On May 9, Harbinger disclosed the terms of the agreement before the commission had voted on it and about one month after White was sworn in as SEC chairwoman, pledging to run a “bold and unrelenting” enforcement program.
“It is very unusual for the commission to reject the staff’s recommendation to settle a matter,” said Bradley Bondi, a former counsel to two SEC commissioners who is now a partner at law firm Cadwalader, Wickersham & Taft. “The aggressive move may signal that the commission thinks more of its chances than the staff actually does, or that the proposed settlement is somehow insufficient to the commission, or some combination of both.”
White also questioned why the proposed settlement lacked an injunction, or an order not to violate securities laws, which is characteristic of most SEC settlements and can be used as a basis for future sanctions should the person not comply with the agreement, one of the sources said.
SEC spokesman Kevin Callahan declined to comment.
Falcone’s Harbinger Capital hedge fund would have paid about $18 million in disgorgement, interest and penalties to resolve the SEC claims. The agreement wouldn’t have required Falcone to admit or deny the SEC’s allegations, according to the May filing.

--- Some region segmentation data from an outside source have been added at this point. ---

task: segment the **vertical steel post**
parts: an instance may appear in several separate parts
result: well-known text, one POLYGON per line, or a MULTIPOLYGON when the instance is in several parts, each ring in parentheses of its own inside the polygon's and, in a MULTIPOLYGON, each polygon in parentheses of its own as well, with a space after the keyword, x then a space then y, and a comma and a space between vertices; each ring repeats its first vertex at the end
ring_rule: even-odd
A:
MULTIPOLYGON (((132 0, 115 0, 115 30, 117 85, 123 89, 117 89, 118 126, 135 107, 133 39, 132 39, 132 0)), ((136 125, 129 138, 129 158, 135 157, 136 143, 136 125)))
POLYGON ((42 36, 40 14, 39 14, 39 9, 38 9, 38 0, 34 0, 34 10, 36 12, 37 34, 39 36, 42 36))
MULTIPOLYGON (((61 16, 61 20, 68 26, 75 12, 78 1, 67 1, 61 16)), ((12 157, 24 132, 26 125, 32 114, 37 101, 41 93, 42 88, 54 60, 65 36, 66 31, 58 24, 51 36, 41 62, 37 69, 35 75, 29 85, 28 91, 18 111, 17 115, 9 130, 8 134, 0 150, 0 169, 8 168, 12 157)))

The settlement would have ended, at least temporarily, a 12-year career as hedge-fund manager for Falcone, who made billions for investors and himself by betting against subprime mortgages in 2006, only to tie up much of his clients’ money in a wireless phone company, LightSquared Inc., that last year filed for bankruptcy.
The SEC attorneys and Falcone can still reach an alternative agreement addressing the commissioners’ concerns. Any settlement agreed to by the commission would still need to be approved by the court.
“The SEC is showing more backbone than its staff, and that is a welcome reversal,” said Erik Gordon, a business and law professor at the University of Michigan. “If not for Falcone, at least for his investors, and all investors.”
Falcone, 51, said previously that he planned to move away from hedge-fund investing, where clients can pull out their money at regular intervals, and instead use Harbinger Group to finance long-term investments.